21-second cold start. The first qmd query in a session loads ~1GB of models into VRAM. Subsequent queries are fast. If latency is a blocker, qmd search (BM25 only) is instant with acceptable quality for keyword queries.
Multiple -c flags are silently broken. You can filter by one collection (-c hubs) but not two. Only the last value is used — a known bug. Workaround: search all collections (no flag) and filter by the context field in results.
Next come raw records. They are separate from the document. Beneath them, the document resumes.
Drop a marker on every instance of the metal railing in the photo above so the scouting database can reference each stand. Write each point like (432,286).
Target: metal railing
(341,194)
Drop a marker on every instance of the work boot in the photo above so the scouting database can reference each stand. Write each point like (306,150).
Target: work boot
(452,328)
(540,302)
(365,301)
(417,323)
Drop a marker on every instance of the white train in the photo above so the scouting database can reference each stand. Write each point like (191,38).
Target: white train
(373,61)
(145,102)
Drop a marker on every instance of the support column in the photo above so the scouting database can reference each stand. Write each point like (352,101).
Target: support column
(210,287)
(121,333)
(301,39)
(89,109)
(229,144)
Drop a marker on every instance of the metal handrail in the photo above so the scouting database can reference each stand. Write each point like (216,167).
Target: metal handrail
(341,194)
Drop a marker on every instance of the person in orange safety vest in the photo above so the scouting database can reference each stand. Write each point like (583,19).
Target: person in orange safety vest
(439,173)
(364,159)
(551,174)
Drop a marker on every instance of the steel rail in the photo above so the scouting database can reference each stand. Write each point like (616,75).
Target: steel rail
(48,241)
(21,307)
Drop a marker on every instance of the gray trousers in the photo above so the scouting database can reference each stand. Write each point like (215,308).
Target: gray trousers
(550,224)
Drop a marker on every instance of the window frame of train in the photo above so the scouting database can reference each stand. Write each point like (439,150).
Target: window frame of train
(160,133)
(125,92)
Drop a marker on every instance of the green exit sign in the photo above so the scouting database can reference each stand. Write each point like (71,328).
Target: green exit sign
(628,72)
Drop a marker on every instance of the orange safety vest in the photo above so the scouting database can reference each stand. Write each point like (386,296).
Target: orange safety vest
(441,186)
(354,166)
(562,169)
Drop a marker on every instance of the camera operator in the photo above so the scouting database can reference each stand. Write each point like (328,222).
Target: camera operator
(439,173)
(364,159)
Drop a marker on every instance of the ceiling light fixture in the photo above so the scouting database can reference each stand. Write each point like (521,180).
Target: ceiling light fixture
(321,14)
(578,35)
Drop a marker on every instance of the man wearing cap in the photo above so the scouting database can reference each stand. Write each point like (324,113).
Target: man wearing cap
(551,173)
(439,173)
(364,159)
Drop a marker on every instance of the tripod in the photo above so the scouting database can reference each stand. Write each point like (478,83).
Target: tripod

No exclude flag. The --mask parameter controls what gets indexed but there’s no --exclude. To exclude a subfolder from a parent collection, use a flat mask (*.md) rather than recursive (**/*.md). This only works cleanly if the subfolder you want to exclude is the only one — otherwise you lose all subdirectories.
iCloud sync and file timestamps. If your vault lives in iCloud Drive, modification times can be unreliable after sync events. qmd update uses mtimes to detect changes — if you notice stale results after a sync, force a full re-index with qmd collection remove <name> && qmd collection add ....
Add context before embedding. If you configure context after running qmd embed, the context won’t appear in existing results until you force a re-embed with qmd embed -f.